At the last minute I did a pivot, and managed to hike enough of my known fungi locations just before the event in order to grab over 25 species for the tables.
We ended up having plenty of fungi to discuss and look at from both edible and inedible categories. Myself and another avid forager, Earlene Busch (former owner and chef of the Chanterelle Inn), talked about the specimens, how we cook some of them, where we find them, how to ID them - and of course, gave hard reminders not to eat anything unless you really know the ID of the mushroom.
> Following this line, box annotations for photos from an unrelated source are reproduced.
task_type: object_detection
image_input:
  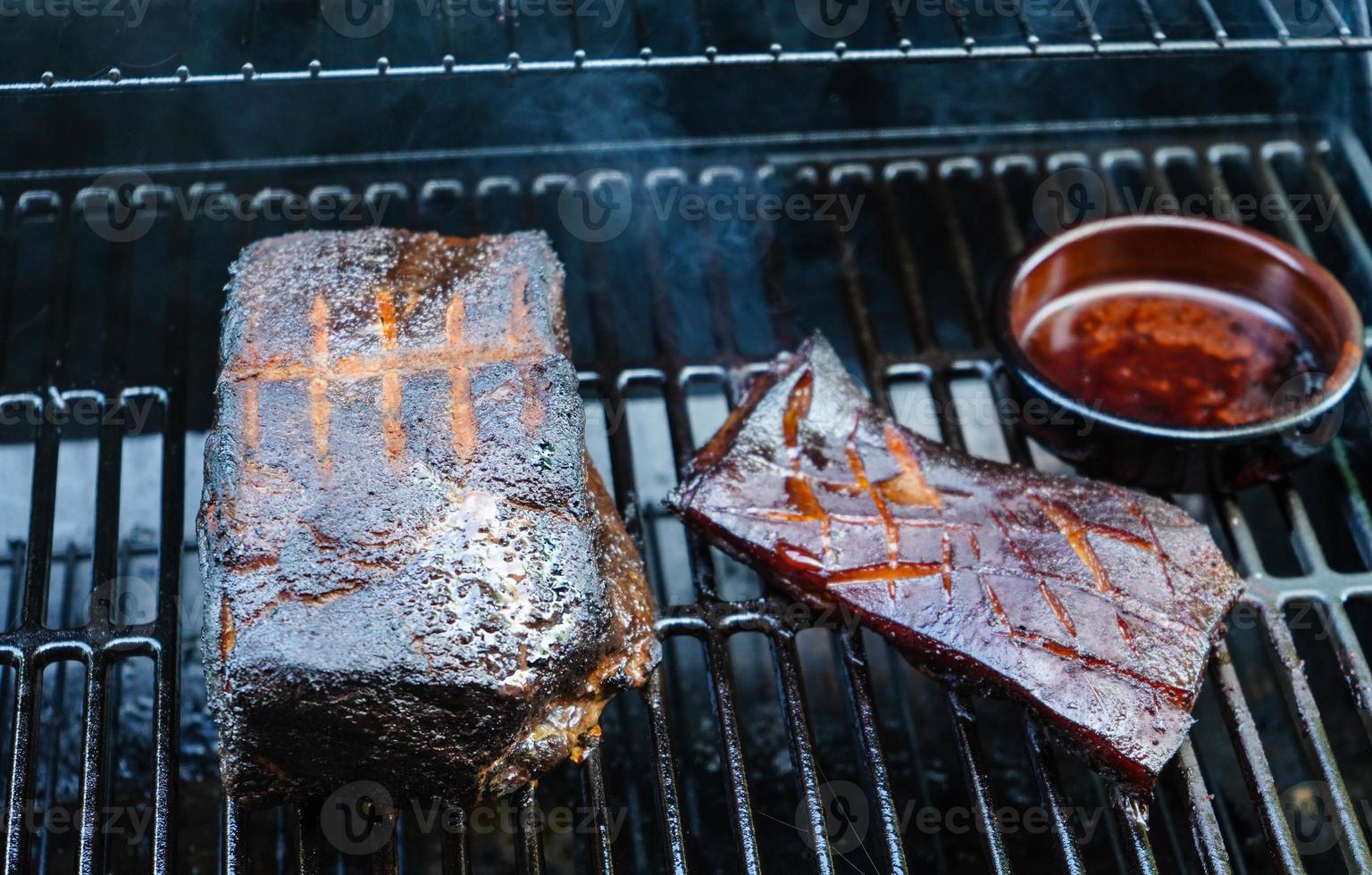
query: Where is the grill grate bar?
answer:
[292,800,322,875]
[1257,602,1372,872]
[442,806,472,875]
[773,635,834,875]
[8,38,1372,93]
[513,785,543,875]
[1210,642,1305,875]
[1110,785,1158,875]
[840,632,909,875]
[1024,711,1087,875]
[4,658,40,875]
[643,667,688,875]
[948,688,1011,875]
[1177,738,1234,875]
[706,633,763,872]
[1316,601,1372,740]
[77,658,111,875]
[581,742,615,875]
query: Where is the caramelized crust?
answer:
[668,335,1242,788]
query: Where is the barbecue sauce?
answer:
[1021,279,1316,428]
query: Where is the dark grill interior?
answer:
[0,120,1372,872]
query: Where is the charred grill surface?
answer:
[670,335,1242,788]
[199,229,658,804]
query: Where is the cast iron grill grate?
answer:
[0,125,1372,872]
[0,0,1372,90]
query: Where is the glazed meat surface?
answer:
[199,229,658,804]
[668,335,1242,788]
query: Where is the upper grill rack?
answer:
[0,0,1372,92]
[0,123,1372,873]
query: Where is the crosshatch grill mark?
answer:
[223,249,540,473]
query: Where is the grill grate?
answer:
[0,0,1372,92]
[0,125,1372,873]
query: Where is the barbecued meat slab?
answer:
[199,229,658,804]
[668,335,1242,788]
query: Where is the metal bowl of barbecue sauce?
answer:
[992,215,1362,491]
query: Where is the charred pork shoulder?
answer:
[199,229,658,804]
[668,335,1242,788]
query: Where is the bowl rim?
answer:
[992,214,1367,442]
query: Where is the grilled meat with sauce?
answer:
[199,229,658,804]
[668,335,1242,788]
Actually, the way this turned into an inside only event centered around a specimens table and a menu full of foraged surprises ended up transforming the plan for 2025. It allowed older people and people with mobility issues to have a chance to see almost 30 species of fungi and learn about them from an accessible room. This event is now booked for Saturday, October 4, 2025 and will be the same format. Unless we have another drought, the plan is to host a separate hike & ID event with Brendon Smith later in the month.
about the food
Chef Bryan Picard makes amazing food. These dishes were all inspired with fungi in mind and we got a BEAUTIFUL assortment of fresh cultivated shrooms from Porter River Farm & Forage. They supplied us for the previous year’s foraging dinner as well, where we learned how to cook & preserve fungi with Fiona Genevieve.
This was really more a fancy forager’s dinner, and we will be leaning into that for the menu in 2025.
Accompanying the fungi was also pickled spruce tips, pickled daisy capers, green alder pepper, dulse, juniper, sea parsley, rose petals and wood sorrel.
To drink we had some Lilac Vanilla Lemonade and hot apple cider freshly pressed in Margaree!
THE MENU
Chicken rillettes, maitake, juniper, pickled spruce, wild rice
Smoked mussels, preserved wild garlic aioli, dulce
Whole grain sunflower sourdough, bee pollen butter
Wood grilled tuna, daisy capers, horseradish, leeks, drizzled with sea parsley oil
Wild mushrooms, green gnocchi, wood sorrel, cream, green alder pepper (oysters, pioppinos, morels, chanterelles)
Cranberry granita, hazelnuts, honey soaked cake, wood sorrel, dried roses
prizes
Like every year, we had some dehydrated mushroom mix and a couple grow kits from Happy Caps - a local business in Nova Scotia.
This year we had Lion’s Mane and Oyster mushrooms - two of my favorite types to grow at home. Both dehydrate rather easily and re-constitute well when its time to use them in a dish.